De nombreuses études s’accordent aujourd’hui à montrer les effets nefastes de la consommation de certains contenus  digitaux sur l’image de soi et la satisfaction corporelle. A l’ère de l’insta-célébrité, prendre connaissance du mécanisme d’auto-objectification de soi et faire connaître les risques associés aux médias sociaux représente un enjeu de taille pour les chercheurs en sciences de l’information et de la communication.

Un nouveau courant de recherche a émergé dans le marketing, consistant à étudier les effets problématiques des activités des médias sociaux sur le bien-être des utilisateurs : anxiété, stress, dépression, etc.

Hajer Kefi, responsable du départament Managament, Stratégie et Innovation de l’EMLV, membre du Digital Group du De Vinci Research Center,  apporte sa contribution en vue d’enrichir les réflexions sur les injonctions physiques véhiculées par les média sociaux visuels.

Son dernier article, « Beyond the shallows of physical attractiveness: Perfection and objectifying gaze on Instagram« , vise à faire la lumière sur les questions liées à l’image du corps et à l’objectification telles qu’expérimentées sur Instagram.

Au-delà des apparences physiques : regards et objectification sur Instagram

Le partage de contenus visuels (photos et vidéos) fait partie des usages les plus fréquents des médias sociaux[1]. Ces derniers favorisent l’élargissement du capital social et l’expression de soi. Ce sont aussi des espaces où les utilisateurs se mettent en scène et où l’apparence physique semble primordiale. On y relève en effet la mise en avant de standards de beauté difficilement atteignables et une sur-représentation des corps des femmes.

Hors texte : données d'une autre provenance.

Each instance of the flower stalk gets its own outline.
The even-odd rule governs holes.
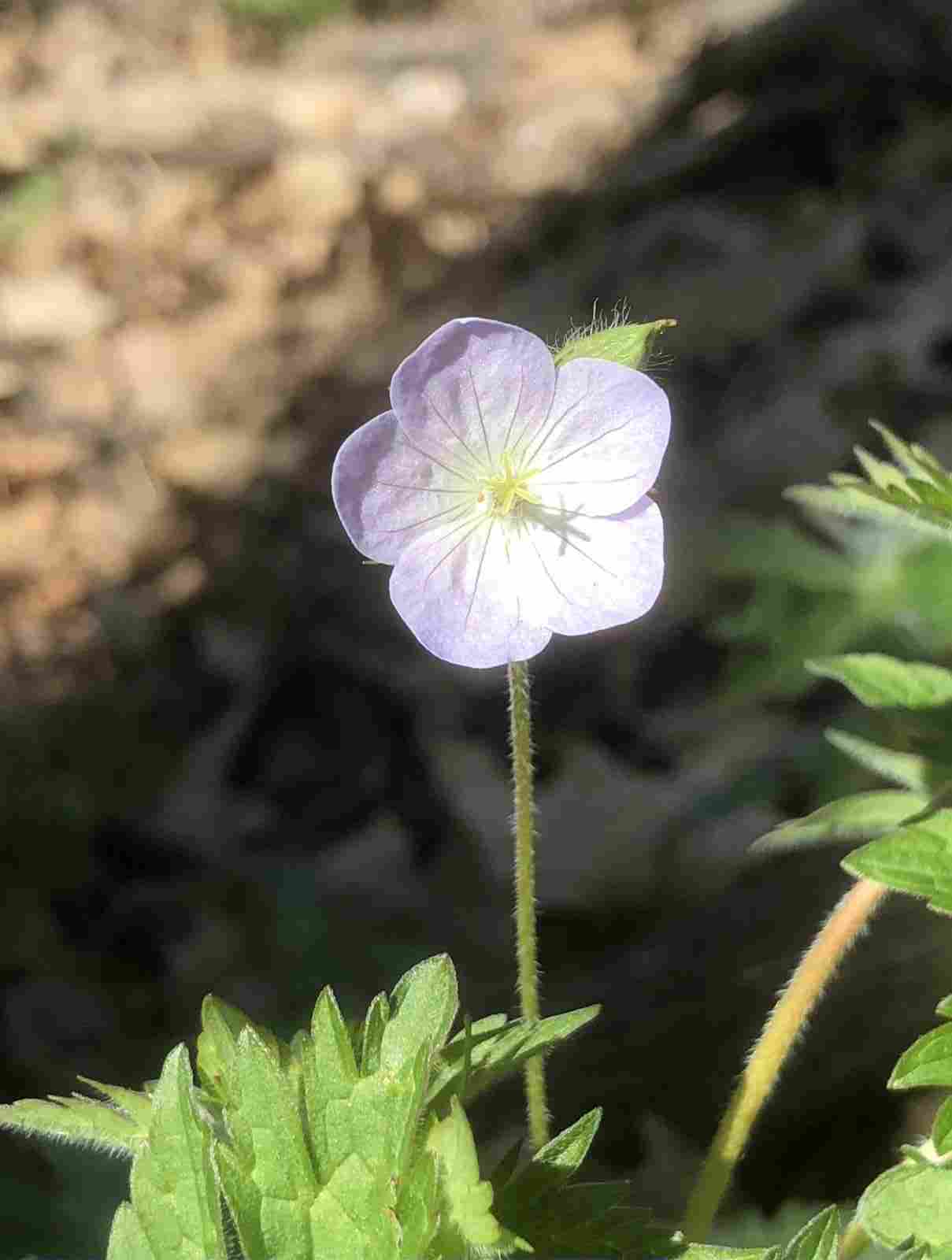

Ce phénomène n’est pas récent et concerne depuis des décennies les médias traditionnels et les espaces publicitaires. Il semble en revanche amplifié par les réseaux sociaux et auprès des jeunes générations.

Dans notre recherche, publiée dans la revue International Journal of Information Management en août 2022, nous avons conduit une série d’expérimentations auprès de 700 utilisateurs et utilisatrices du réseau social Instagram en les exposant à divers contenus médiatiques de corps (attractifs vs peu attractifs ; normaux vs idéalisés ; images retouchées vs non retouchées) et avons mesuré les perceptions des participant-e-s.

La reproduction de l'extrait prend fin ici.